Зам. Зав. Канц. [подпись] Иванов
Быстро управились! Постановление послушно и поспешно вынесли в тот же день, когда “Красная газета” велела профессора вычистить, а номер журнала со статьей, прославляющей КИХР и его, на тот момент уже бывшего руководителя, вышел в свет днем позднее. Что это – оплошность или сознательная смелость, которая в то время дорогого стоила? Если смелость, попытка встать на защиту научного проекта, тогда объясним и оправдан захлебывающийся от восторга тон.
Приговор “Красной газеты” институтом был приведен в исполнение с особой жестокостью: Сергея Бернштейна не только уволили, но и отобрали коллекцию, над созданием которой он работал десять лет, под тем предлогом, что валики являются “собственностью института”. Свалили “собственность” в сырой подвал, где бесценные валики медленно и неуклонно разрушались, пока в 1938 году не были перевезены В.Д. Дувакиным в Москву, в Государственный литературный музей.

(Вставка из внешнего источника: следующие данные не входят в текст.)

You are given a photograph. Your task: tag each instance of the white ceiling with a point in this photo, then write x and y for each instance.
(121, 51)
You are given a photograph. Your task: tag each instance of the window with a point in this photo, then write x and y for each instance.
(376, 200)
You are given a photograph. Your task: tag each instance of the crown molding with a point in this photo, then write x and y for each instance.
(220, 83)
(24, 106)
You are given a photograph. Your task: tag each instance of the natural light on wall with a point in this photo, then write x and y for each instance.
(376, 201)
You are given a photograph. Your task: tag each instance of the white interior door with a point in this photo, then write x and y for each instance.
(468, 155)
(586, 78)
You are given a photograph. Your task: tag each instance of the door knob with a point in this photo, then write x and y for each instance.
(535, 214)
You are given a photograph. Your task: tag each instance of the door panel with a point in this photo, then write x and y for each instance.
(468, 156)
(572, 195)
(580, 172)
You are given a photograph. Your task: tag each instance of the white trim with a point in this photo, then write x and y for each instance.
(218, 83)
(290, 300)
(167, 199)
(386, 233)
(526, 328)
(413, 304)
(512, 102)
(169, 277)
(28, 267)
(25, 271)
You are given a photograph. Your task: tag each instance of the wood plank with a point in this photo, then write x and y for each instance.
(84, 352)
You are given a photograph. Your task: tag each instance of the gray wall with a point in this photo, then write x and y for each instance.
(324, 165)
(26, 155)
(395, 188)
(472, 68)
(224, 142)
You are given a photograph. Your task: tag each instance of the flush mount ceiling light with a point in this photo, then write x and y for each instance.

– Это было <…> собрание, в котором было 800 с чем-то номеров. Я это собрание принял и перевез в Литературный музей в Москву, – рассказывал 5 мая 1972 года моему отцу Виктор Дмитриевич Дувакин. – Перевез буквально, так, при помощи только вокзальных носильщиков, на своем горбу. Я купил 12 чемоданов, взял стружки в магазине, уложил эти валики и в “Красной стреле” положил наверх и потом также в Москве перевез на Моховую, в Литературный музей, к Бонч-Бруевичу…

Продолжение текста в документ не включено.